Non è Paulo Vitor da Souza, ovvero l’attaccante del Bari. Ma Gonzalo, giovane promessa finora inespressa della Lazio. Con l’assenza di Zarate per squalifica, gli acciacchi di Cruz e di Inzaghi, l’infortunio di Foggia e le condizioni non proprio eccelse di Makinwa, Edy Reja potrebbe portare Barreto in panchina per la sfida all’eclettica squadra di Ventura. Servono dinamismo, freschezza, entusiasmo ed imprevedibilità ed il giovane uruguayano è in grado di dare alla squadra queste doti. Soprattutto a partita iniziata.

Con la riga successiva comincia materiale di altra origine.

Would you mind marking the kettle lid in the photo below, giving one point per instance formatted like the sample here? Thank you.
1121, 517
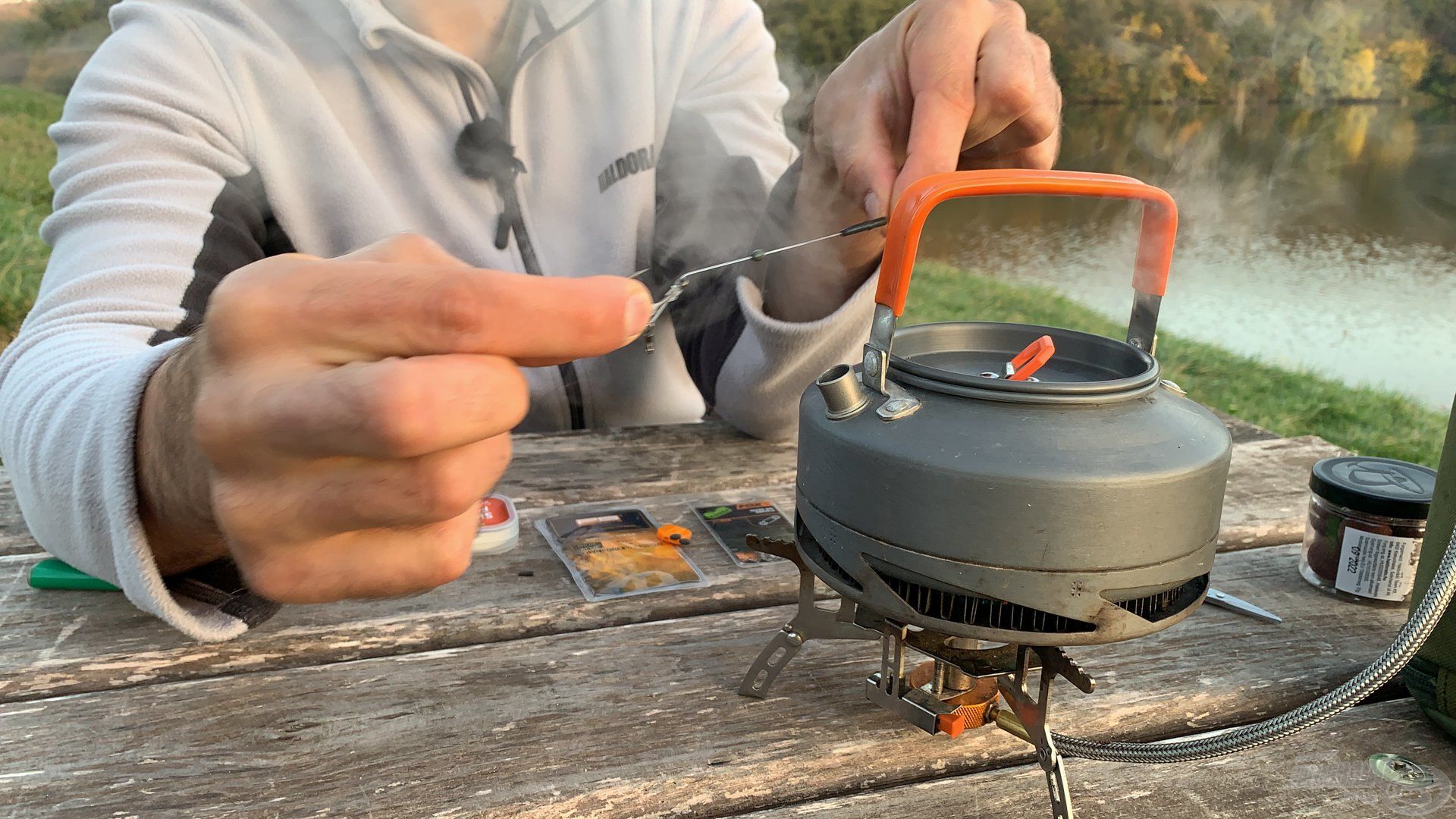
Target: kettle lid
971, 356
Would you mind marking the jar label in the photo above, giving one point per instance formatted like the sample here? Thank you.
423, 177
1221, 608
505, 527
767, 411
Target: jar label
1378, 566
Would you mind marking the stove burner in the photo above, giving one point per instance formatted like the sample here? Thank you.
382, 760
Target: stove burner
959, 689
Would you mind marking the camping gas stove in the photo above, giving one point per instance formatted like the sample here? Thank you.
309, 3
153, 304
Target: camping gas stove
986, 494
957, 689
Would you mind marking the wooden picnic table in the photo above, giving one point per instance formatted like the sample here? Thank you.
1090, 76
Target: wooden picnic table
507, 694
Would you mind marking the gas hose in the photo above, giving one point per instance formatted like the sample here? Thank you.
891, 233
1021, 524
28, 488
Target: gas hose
1407, 643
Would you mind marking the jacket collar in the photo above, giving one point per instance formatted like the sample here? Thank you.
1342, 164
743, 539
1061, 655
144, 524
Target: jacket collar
375, 20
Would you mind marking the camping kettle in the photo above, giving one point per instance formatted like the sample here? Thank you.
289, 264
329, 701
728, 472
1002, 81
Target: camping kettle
938, 488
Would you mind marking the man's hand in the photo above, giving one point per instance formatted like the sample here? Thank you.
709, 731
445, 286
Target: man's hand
337, 422
946, 85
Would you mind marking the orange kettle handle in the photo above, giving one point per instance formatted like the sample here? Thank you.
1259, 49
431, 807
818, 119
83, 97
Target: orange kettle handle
1155, 249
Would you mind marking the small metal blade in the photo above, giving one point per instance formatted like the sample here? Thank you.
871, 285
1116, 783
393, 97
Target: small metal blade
1226, 601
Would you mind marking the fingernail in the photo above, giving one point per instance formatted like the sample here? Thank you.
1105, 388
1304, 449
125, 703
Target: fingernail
639, 306
873, 207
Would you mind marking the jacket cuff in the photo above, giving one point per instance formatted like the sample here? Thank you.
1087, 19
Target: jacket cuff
858, 308
206, 604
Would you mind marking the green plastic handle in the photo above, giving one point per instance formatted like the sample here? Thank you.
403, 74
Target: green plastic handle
52, 573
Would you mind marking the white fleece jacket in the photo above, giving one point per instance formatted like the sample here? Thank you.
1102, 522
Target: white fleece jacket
206, 134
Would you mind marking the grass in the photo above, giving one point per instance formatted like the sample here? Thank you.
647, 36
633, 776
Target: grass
1288, 403
25, 199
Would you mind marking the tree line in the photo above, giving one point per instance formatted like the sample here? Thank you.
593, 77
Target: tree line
1305, 52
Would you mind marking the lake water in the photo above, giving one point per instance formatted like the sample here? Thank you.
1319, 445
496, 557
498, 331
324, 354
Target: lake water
1321, 240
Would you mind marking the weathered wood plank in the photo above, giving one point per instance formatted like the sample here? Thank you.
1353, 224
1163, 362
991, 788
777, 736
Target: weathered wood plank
71, 642
1318, 773
637, 720
1267, 499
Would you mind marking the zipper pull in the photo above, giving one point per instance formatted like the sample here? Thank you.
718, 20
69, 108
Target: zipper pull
503, 232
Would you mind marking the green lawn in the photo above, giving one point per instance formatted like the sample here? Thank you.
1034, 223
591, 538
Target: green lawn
25, 197
1285, 401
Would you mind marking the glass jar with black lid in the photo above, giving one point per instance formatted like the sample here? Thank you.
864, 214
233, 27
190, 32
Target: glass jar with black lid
1366, 526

Barreto è a Roma da tre mesi. Era arrivato nella Capitale accompagnato dal padre e dallo zio (che sono tuttora con lui) dopo il Mondiale Under-17 in Nigeria, per lui finito alle prime battute per infortunio. Negli ultimi dieci giorni è rientrato in gruppo ad allenarsi dopo aver partecipato al Torneo di Viareggio (prima apparizione il 6 febbraio contro l'Anderlecht) ed aver esordito nel campionato Primavera (il 28 febbraio con il Napoli). L’intenzione di Reja di lavorare con un gruppo composto da 22-23 giocatori inizialmente l’aveva penalizzato. Adesso però potrebbe arrivare la sua grande chance: ha compiuto 18 anni a gennaio ed è stato tesserato il 1° febbraio. L’aveva seguito anche il Chelsea ed era già stato definito il nuovo Zarate. Ha tutte le carte in regola per dimostrare il suo valore il prima possibile.